The ongoing review goes beyond mere technicalities. It forces the Alliance to rethink its operational culture. Effective air defense against slow drones does not depend solely on good radar or a good laser. It depends on the ability to share data quickly, delegate certain decisions, shorten decision-making chains, and accept solutions that are less prestigious but more sustainable.

NATO has, in fact, accelerated its testing programs. In March 2026, its Innovation Range in Latvia launched an initial TEVV campaign on UAS and C-UAS technologies, featuring tests of high-speed interceptors and electronic warfare solutions in an open environment. This type of campaign demonstrates that the Alliance aims to shorten the gap between technical demonstration and operational use.

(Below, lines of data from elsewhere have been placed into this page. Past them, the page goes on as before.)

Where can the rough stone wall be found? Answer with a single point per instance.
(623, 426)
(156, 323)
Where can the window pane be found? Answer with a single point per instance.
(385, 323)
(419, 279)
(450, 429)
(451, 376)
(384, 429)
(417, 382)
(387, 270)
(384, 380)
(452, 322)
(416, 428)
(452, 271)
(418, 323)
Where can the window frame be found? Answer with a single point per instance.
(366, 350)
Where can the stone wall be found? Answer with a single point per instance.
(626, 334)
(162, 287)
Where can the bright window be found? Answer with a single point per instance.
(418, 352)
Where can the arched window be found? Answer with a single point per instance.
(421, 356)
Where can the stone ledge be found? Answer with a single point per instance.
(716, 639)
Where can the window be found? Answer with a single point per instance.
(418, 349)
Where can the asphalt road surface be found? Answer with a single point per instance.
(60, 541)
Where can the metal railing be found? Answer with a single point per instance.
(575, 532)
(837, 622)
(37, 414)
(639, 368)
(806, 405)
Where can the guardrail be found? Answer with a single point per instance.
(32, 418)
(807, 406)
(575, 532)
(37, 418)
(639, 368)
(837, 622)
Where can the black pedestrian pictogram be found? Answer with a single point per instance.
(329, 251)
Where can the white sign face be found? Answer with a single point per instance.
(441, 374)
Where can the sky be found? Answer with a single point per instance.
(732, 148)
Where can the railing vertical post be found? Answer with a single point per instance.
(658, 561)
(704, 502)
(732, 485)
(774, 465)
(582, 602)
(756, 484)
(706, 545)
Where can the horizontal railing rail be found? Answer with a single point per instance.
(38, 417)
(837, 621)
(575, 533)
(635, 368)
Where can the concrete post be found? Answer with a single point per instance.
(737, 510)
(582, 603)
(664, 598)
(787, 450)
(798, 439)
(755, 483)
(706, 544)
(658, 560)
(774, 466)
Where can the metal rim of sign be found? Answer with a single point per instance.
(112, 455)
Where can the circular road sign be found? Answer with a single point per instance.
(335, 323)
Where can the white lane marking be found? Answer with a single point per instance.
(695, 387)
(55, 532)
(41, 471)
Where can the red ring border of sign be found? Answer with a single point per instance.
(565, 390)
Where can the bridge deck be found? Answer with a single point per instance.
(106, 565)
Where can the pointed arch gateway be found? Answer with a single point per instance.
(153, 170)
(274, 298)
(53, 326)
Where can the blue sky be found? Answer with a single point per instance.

The lesson is harsh, but useful. The slow drone forces the major powers to become frugal, selective, and inventive once again. It is not the most impressive weapon that sets the pace. It is the one that forces the adversary to spend too much, too often, too quickly. If NATO wants to hold its own in an aerial war of attrition, it will have to learn to take down targets for a few hundred or thousand euros—targets it still too often neutralizes at a cost of several million. Lasers will play a key role in this shift. Interceptor drones will too. But the real change will be doctrinal: accepting that the air defense of the future is won as much through cost management as through firepower.

Sources

NATO, Secretary General’s Annual Report 2024.
NATO, New NATO Innovation Range starts counter-drone technology testing in Latvia, March 18, 2026.
Breaking Defense, NATO revamps air surveillance approach for the “cost-war” of low-flying drones, missiles, April 17, 2026.
Reuters, Romanian defense ministry says radars caught Russian drone breaching airspace, April 17, 2026.
Reuters, NATO says Russian incursions deterred but hybrid threats persist, October 22, 2025.
Reuters Graphics, Cheap drones are reshaping the war in the sky, March 16, 2026.
Reuters, Europe’s main military powers to develop low-cost air-defense systems, February 20, 2026.
Reuters, UK and European allies to develop low-cost air defense weapons, UK says, February 20, 2026.
Reuters, France’s Thales launches European anti-missile defense dome, March 11, 2026.
Rheinmetall, Rheinmetall and MBDA: German laser weapon system close to market readiness, October 28, 2025.